Over the next few weeks, I caught sight of Perla several times at the general—in the cafeteria she'd always griped about, on the pediatrics unit I loved and she dreaded, and in the stairwell we'd both always preferred to the elevators. If she saw me, she didn't let on. But apparently Althea also ran into Perla at SFGH, and the two of them rekindled their friendship. Althea said that Perla visited the boy most days around lunchtime—between her morning and afternoon dog groups, I figured—even though Dylan was too impaired to recognize his parents, much less appreciate a stranger's attentions. Eventually Perla admitted to Althea that her presence at the hospital had more to do with the father than the son; she and Tom Hunter were dating.

For a while I worried that Perla would say something about what happened that night in my kitchen, but I don't think she will. Knowing Perla, she probably just put the whole thing behind her and moved on.

Not me. After she left, I cleaned up, finishing off the bottle of cabernet. Then I went into the den and looked up at my art books. I keep them on the top shelf of our huge built-in bookcase, just under the ceiling's polished, naked beams and well out of the children's reach. They all have moved with me, my painters and sculptors, from East Coast to West, from apartment to starter house to the three-bedroom Potrero Hill home Josette and I recently bought, with its views of downtown and
the East Bay. It's a beautiful house, and I am very pleased to provide such a home for my family.

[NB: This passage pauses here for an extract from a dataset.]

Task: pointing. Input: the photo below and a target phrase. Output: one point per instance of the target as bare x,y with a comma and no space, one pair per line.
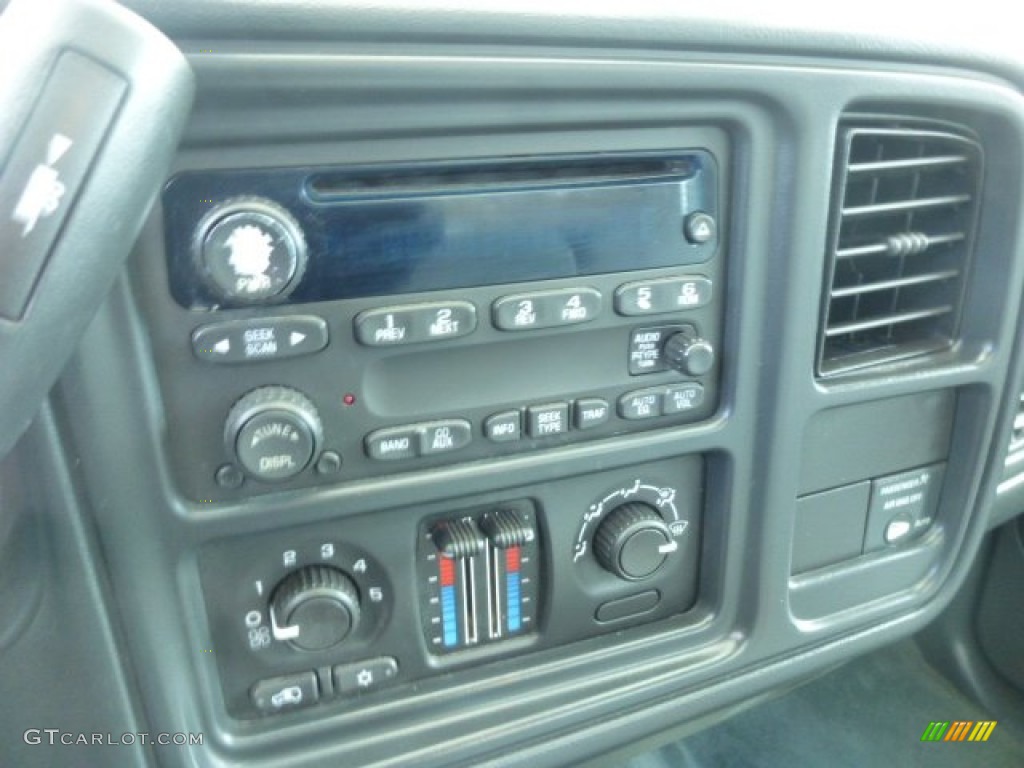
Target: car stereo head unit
300,236
335,324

Over the winter holidays, Josette noticed that I was spending more time with my art books, and she bought me a drawing pad, charcoals, and watercolors. Now I occasionally steal away from work, drive up to Bernal Hill, and plant myself on a patch of grass or red rock. Then, for thirty or forty minutes, I capture some piece of my world, upping the ante on the challenge to my fledgling skill set and offering a slight nod to modernism by using charcoal when watercolor might be best, and vice versa. So far I have rendered a giant ant colony against a tiny downtown San Francisco skyline; the famous Bernal coyote slouching in the high winter grass, her eyes as sentient as any human's and the backlit sky framing Mount Diablo in the distance; and a pack of dogs running down the pedestrian-only portion of Bernal Heights Boulevard alongside a trim, athletic woman, the wind blowing fur and hair, and their bodies loose and carefree, as if they might keep running forever.